Hi y’all. My name is Woody. I grew up in Southeastern Georgia on a huge sustainably-managed tree farm (hence the Southern accent). You probably know me as artist Doug Merkey’s delightful sculpture Beautiful Blue Wave. That’s right. I’m the actual piece of pine he transformed into that beautiful work of art. To verify that it’s me, just look carefully at the crest of the wave. It has three grain-steaks in it. Do you see it? Well, that’s my birth mark! It’s really me!
Growing up on the farm, we all knew that The Great Forester had given each of us a special purpose. In fact, we regularly dreamed of what we might become. In the stillness of the night, after our caretakers went home and the stars started glittering and the crickets started singing, we’d whisper to each other about our futures. “I wanna become the baseball bats that children use to discover baseball.” “I wanna panel a room that a family fills with laughter and joy.” “I wanna be a set of Adirondack chairs that invite tired souls to sit and enjoy a majestic view of the mountains.”
As much as I enjoyed my friends’ dreams, nothing excited me as much as my own dreams for the future. My needles and pine cones would tingle with happiness at the thought that I might someday actually become a beautiful piece of art that brings joy and happiness into the world. Anticipation grew – as did I, quite literally – through my forest-years as we all waited for the next chapter in our stories.
My next chapter found me relaxing in the lumber rack at Lowe’s. Well, sort of relaxing. Tingles of anticipation still ebbed and flowed as people would come by and pick lumber for various projects: trim for the eaves, bookshelves, windowsills, and more. I admit that I had bouts of anxiety. What if I got picked by the wrong person? I didn’t want to become a baseboard (not that there’s anything wrong with that)! I wanted to become a piece of art. It was my dream.
After about a week on the rack, I scruffy-looking fella came by. He reminded me of one of my caretakers back on the farm. Compared to all the other lumber-seekers, I could see that he was different. Instead of just grabbing one of us without thinking, this guy looked carefully at us. He’d trace our grain with his fingertips and whisper to himself. It was if he was looking for a story within. He was so careful, I dared to wonder, “Maybe this is an artist.”
Finally, he set his eyes on me. As usual, he ran his fingertips over me and started whispering to himself. It was like he was asking me, “How are you, my friend? What’s your story?” Then he carefully lifted me out of the rack and lined me up to his eye. I quickly straightened out as best as I could, for I was guessing that he was looking for a good, straight board.
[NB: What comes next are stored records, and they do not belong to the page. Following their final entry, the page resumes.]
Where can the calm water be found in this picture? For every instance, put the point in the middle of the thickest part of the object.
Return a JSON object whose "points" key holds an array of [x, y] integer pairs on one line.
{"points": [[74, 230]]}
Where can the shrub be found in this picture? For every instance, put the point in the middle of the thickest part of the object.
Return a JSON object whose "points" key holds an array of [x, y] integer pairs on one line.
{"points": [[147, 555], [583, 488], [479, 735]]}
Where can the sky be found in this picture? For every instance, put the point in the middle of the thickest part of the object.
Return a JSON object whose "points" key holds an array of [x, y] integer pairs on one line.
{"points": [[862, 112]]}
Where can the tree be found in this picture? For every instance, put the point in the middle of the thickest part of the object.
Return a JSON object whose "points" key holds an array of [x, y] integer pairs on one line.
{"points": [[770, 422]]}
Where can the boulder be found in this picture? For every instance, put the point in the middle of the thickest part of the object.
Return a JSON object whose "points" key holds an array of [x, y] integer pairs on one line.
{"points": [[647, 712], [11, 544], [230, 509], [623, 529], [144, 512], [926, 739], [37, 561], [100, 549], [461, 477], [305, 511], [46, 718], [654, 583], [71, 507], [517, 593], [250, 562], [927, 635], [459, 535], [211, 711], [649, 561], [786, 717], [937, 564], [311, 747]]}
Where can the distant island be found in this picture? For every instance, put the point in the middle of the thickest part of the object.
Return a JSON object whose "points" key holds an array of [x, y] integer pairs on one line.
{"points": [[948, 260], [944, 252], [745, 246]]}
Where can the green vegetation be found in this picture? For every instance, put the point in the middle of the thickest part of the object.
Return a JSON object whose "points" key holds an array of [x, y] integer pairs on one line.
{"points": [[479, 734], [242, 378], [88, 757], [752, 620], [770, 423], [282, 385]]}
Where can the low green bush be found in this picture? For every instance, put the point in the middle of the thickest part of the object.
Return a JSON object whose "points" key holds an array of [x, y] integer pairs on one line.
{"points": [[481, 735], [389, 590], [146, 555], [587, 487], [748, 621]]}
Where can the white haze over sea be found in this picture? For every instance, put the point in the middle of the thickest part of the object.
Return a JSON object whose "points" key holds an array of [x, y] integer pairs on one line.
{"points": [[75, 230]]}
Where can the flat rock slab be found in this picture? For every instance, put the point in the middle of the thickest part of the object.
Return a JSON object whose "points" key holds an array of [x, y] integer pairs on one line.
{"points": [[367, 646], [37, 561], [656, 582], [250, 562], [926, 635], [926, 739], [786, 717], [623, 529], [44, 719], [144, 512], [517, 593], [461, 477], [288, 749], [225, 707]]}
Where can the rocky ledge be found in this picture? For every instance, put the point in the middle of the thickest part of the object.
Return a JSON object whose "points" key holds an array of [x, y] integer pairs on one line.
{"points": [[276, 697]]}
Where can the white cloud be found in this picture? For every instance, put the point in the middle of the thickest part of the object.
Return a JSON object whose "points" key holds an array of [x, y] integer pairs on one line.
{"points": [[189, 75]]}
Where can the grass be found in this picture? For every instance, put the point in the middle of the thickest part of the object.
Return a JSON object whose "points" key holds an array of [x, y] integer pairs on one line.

I’ll never forget what happened next: this scruffy fella gently laid me in his cart. He chose me. I bristled with joy and excitement. I still didn’t know if he was an artist or not, but I had a feeling… he just seemed so different. Then he paid for me (imagine that, he paid for me… I’m so valuable that he paid for me!). Then he took me outside and carefully arranged me in his car, padding me with towels. I felt like one of those majestic Redwoods that seem to get all the honor in tree-dom. But here I was, little Woody, being treated like royalty.
After a plush but short ride, he unloaded me at what I assumed was his own forest (his “house,” as I’ve heard people call it) and gently carried me down some steps. All the sights and smells were so fresh and new, like the morning dew and soft sunlight in the forest on a new day. When he carried me into his house, I knew. I knew he was an artist and I wept as only a dream-gifted piece of lumber can weep. Inner tears of joy streaked my grain as I took in all the beauty around me. Everywhere I looked I saw my kin already transformed into amazing works of art. My dream was coming true.
Over the next few weeks my scruffy new owner carefully crafted me into a piece of art. It was great spending time with him. The way he worked made me feel special – like he was honoring me and my story as part of the artistic story he was trying to tell. I sensed that his was a labor of love, not obligation. And I was the recipient of that love.
About two weeks later, I was born. Reborn, actually, as a piece of artwork. It’s hard to describe, really. The original me is still here, but I’m also new. Better perhaps? More beautiful? Complete? As a simple piece of pine, I don’t have a huge vocabulary, but even if I did, I’m still sure I couldn’t describe my feelings. I am Woody and I am Beautiful Blue Wave. And in all of this, I am so glad that The Great Forester created me and then gifted and gave me my dream.